Three: inter-agent communication, for multi-agent systems. When agent A's output becomes agent B's input, agent B treats it as authoritative — even though A may have been compromised by an injection three hops back.

[SLIDE 4 — Supply chain: three surfaces]

Supply chain plane — three surfaces. One: model weights. Any pre-trained or fine-tuned model you pull from a registry. Risk: weight files with malicious pickle payloads, backdoor triggers, model card lies. Two: datasets. Training data, fine-tune data, eval data downloaded from HuggingFace, Kaggle, others. Poisoned examples, label flips, embedded triggers. Three: libraries and frameworks. LangChain, embedding-model libraries, vector DB SDKs, agent frameworks, inference runtimes. Classical supply-chain risk plus AI-specific concerns.
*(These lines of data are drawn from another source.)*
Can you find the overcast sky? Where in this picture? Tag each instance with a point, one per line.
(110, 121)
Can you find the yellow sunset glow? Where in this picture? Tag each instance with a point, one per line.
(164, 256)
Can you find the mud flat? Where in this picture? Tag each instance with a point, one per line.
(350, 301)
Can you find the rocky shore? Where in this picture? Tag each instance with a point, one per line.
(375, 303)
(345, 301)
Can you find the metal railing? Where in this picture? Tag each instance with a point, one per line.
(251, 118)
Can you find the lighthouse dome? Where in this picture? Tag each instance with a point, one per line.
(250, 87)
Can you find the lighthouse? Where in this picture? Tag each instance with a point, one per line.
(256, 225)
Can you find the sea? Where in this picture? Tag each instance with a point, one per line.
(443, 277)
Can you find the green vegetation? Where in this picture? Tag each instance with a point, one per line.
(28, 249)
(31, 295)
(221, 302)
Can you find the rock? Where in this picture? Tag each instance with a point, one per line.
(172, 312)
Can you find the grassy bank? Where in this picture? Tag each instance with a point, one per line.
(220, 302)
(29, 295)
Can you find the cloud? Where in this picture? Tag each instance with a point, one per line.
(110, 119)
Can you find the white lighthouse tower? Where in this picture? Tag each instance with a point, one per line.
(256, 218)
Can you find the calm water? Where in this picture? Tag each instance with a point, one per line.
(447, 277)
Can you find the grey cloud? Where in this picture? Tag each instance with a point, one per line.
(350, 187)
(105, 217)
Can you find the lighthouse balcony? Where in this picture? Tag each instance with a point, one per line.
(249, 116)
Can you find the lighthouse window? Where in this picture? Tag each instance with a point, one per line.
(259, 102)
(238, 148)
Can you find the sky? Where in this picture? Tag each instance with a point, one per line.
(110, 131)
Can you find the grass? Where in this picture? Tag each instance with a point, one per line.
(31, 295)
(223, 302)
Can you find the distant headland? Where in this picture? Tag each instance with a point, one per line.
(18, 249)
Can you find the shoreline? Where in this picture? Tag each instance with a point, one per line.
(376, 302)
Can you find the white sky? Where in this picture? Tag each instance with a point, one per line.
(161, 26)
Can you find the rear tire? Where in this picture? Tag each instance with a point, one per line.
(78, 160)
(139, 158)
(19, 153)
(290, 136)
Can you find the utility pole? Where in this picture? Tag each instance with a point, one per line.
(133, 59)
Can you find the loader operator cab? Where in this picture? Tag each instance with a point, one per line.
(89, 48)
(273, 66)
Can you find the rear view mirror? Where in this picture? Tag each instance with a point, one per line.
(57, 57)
[SLIDE 5 — LangChain CVE anchor]

One anchor. LangChain has shipped multiple CVEs where chain-definition strings could trigger arbitrary code execution via insufficient sandboxing of expressions inside templates. This is a supply-chain attack. A defender using the library with default config inherits the vulnerability without any AI-specific mistake on their part. Module 4 covers SBOM and dependency review for the AI stack.
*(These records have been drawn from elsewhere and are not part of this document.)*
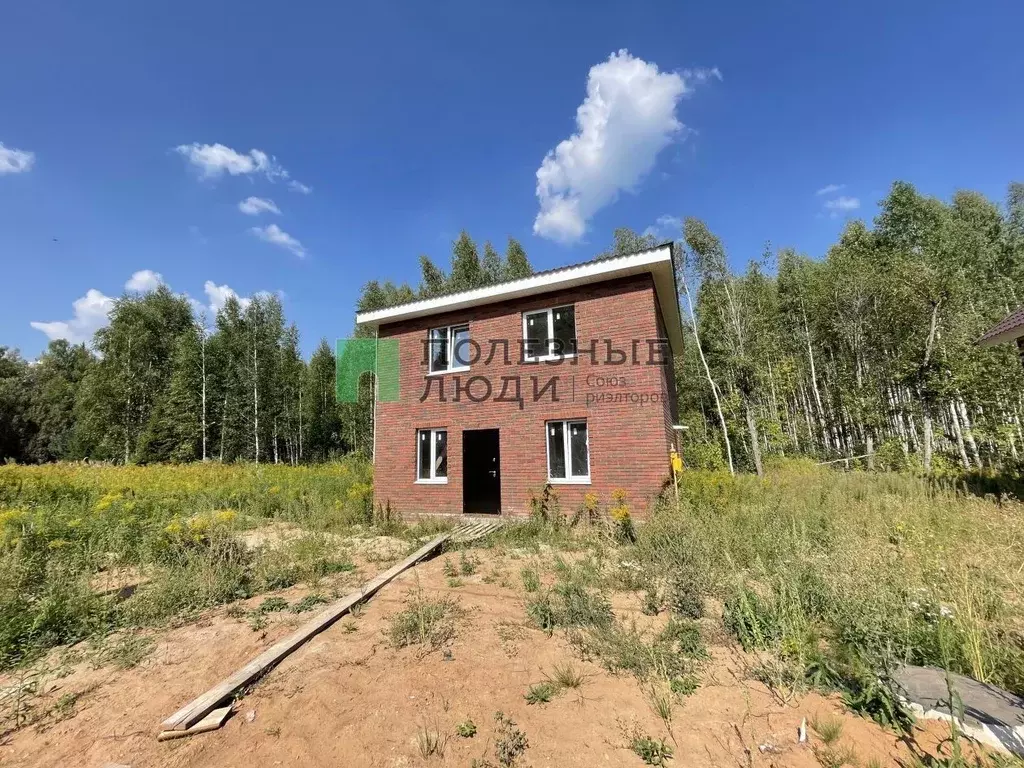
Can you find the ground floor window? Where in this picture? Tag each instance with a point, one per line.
(568, 452)
(431, 455)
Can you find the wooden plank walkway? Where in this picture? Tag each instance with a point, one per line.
(189, 719)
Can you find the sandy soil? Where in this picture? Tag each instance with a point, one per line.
(347, 698)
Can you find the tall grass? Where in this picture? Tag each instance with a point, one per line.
(844, 574)
(174, 527)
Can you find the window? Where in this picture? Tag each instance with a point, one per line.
(450, 348)
(568, 452)
(549, 333)
(431, 456)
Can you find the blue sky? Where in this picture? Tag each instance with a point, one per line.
(410, 122)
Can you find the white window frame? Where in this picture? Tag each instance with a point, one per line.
(433, 479)
(450, 336)
(569, 479)
(550, 355)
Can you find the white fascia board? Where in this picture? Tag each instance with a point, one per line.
(657, 261)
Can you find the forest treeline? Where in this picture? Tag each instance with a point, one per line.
(868, 353)
(159, 383)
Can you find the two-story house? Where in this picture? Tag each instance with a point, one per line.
(564, 377)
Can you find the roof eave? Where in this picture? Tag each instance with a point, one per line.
(657, 261)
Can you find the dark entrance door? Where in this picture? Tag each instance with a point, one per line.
(481, 471)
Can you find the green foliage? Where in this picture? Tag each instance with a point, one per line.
(424, 622)
(175, 529)
(570, 601)
(510, 741)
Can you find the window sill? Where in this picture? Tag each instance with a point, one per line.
(449, 371)
(550, 357)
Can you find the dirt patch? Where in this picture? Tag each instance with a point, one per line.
(347, 697)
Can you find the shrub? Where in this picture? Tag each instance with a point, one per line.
(424, 622)
(541, 692)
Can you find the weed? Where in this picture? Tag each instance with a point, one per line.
(125, 652)
(672, 652)
(566, 676)
(651, 751)
(570, 602)
(659, 698)
(431, 741)
(510, 741)
(828, 730)
(467, 565)
(684, 685)
(651, 603)
(424, 622)
(65, 706)
(541, 692)
(271, 605)
(308, 602)
(530, 580)
(836, 757)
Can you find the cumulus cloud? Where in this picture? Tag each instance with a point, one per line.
(215, 160)
(256, 206)
(15, 161)
(91, 312)
(88, 315)
(217, 296)
(143, 281)
(841, 205)
(627, 118)
(667, 226)
(273, 233)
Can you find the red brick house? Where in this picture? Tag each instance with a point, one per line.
(584, 398)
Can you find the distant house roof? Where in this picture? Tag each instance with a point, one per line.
(657, 261)
(1008, 329)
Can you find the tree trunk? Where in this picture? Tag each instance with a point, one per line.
(714, 387)
(961, 408)
(958, 433)
(752, 426)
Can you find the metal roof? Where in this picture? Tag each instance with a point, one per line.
(1008, 329)
(657, 261)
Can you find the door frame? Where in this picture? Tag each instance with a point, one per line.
(465, 476)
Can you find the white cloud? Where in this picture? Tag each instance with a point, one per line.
(841, 205)
(829, 189)
(216, 160)
(278, 237)
(627, 118)
(667, 226)
(218, 296)
(89, 314)
(256, 206)
(144, 281)
(15, 161)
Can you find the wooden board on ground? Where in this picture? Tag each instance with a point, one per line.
(195, 711)
(210, 723)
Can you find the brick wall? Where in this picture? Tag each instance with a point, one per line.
(629, 441)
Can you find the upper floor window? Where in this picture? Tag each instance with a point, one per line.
(549, 333)
(449, 348)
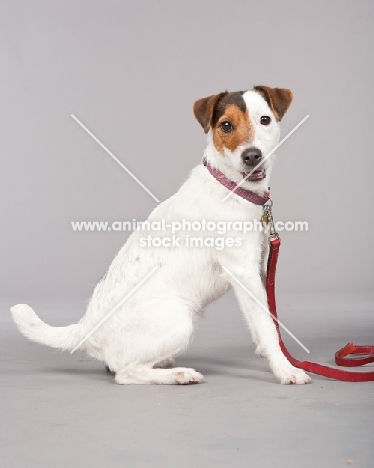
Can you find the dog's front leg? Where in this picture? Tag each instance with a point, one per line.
(262, 327)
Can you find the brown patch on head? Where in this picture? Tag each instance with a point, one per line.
(204, 108)
(279, 99)
(226, 107)
(241, 133)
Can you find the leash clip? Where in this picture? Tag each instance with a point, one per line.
(268, 221)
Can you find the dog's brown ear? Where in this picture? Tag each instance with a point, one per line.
(278, 99)
(204, 108)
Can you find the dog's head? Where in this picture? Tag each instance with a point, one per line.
(243, 128)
[SLIDE 6 — Infrastructure plane]

Infrastructure plane. Mostly classical infrasec — GPUs, containers, Kubernetes, network, secret stores. The AI specifics: API keys for LLM providers are high-value targets, theft equals unbounded compute spend. GPU schedulers can be a side channel for model extraction against shared inference clusters. Vector DBs are new infrastructure with their own auth and isolation stories — don't assume they have the maturity of Postgres. General rule: do classical infrasec first, then layer AI specifics. If you have classical gaps, those will be exploited long before anyone bothers with AI-specific cleverness.

[SLIDE 7 — Up next]

Next three lessons we deep-dive on MITRE ATLAS. Tactics, techniques, case studies. See you there.

Slide outline

  1. Title — "Application, agent & supply-chain planes in depth".
  2. Application plane: four surfaces — quadrant with sample attack per surface.
  3. Agent layer: three surfaces — agent-loop architecture sketch with surfaces called out.
  4. Supply chain: three surfaces — supply-chain graph: registry → weights/datasets/libs → your system.
  5. LangChain CVE anchor — CVE history mini-timeline.
  6. Infrastructure plane — classical infra icons + AI-specific overlays.
  7. Up next — "L2.3.1 — What ATLAS is and how it relates to ATT&CK, ~4 min."

Production notes

  • Recording: ~4.5 min. Cap 5.
  • Slide 5 (CVE history) needs to be updated annually — flag in the production review SOP.